Nel libro traspaiono dei momenti di felicità nati tramite un’amicizia coltivata in malattia: il dolore non porta soltanto negatività?
«Avendo provato sulla mia pelle un’esperienza del genere, mi sono resa conto che lo stato di malattia in cui vive il degente non è totalizzante come si percepisce dall’esterno. Ci sono dei momenti positivi, nell’immaginario collettivo può sembrare assurdo, in quel momento è necessario non negare nessun sentimento provato. Non volevo raccontare la malattia come un dramma, ma nella sua realtà: a volte porta a galla emozioni negative, molte, che si provano, ad esempio, cercando di nascondere la rabbia versp quello che c’è da affrontare, il desiderio di fuga e di cambiamento, ma anche le emozioni positive. Questa è una storia vera fatta di felicità, di rabbia, di coraggio, di forza, di dolore e non racconta soltanto come viene vissuta la malattia dai malati, ma anche dagli affetti vicino, i loro sentimenti e i loro cambiamenti, perché la malattia colpisce tutti, rivoluziona chi si trova ad affrontarla ma anche le vite degli altri che sono vicine al malato».

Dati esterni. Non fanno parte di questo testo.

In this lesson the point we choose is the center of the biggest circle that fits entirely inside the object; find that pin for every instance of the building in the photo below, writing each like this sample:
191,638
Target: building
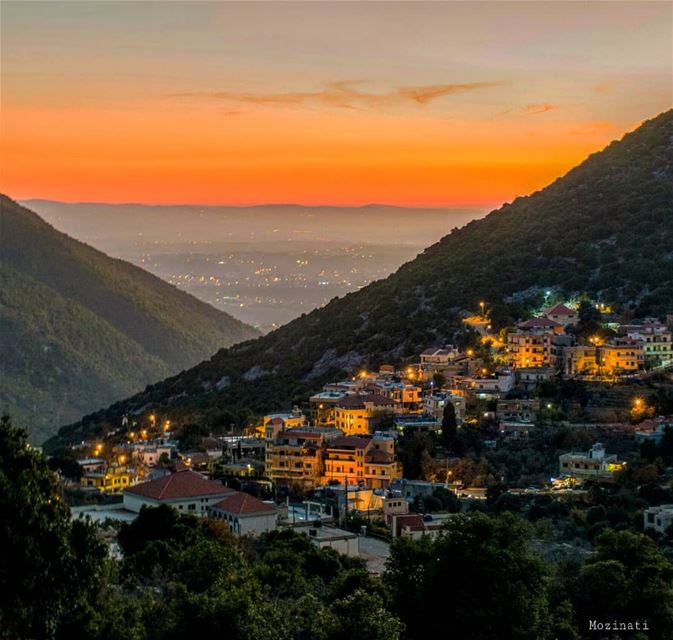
531,345
323,406
439,356
345,459
295,456
562,315
370,462
381,465
435,403
291,420
356,414
658,518
113,481
92,465
186,490
394,506
653,430
581,360
405,396
531,377
591,465
622,357
519,410
245,514
486,385
413,525
345,542
655,338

Quanto ti ha cambiato la malattia?
«Non sono d’accordo con quanti dicono che la malattia e la sofferenza ti migliorano, semplicemente ti portano a scoprire quello che sei. Ti ritrovi a diventare privo di corazze, sei tu e basta. Io mi sento di poter dire che la malattia come altri episodi forti come questo, rendono tutto trasparente: è come se di punto in bianco tutto quello che pensavamo un momento prima non abbia più valenza, o meglio, come se quelle sovrastrutture a cui siamo abituati ad ancorare la nostra vita crollino e possiamo guardare la realtà per quella che è, possiamo guardarci allo specchio per quello che siamo. Certo, non è detto che il cambiamento sia forza positivo: ti vedi e vedi tutto e tutti diversamente, senza maschere. Diventi nudo e reale, essenziale, e può far male, come bene».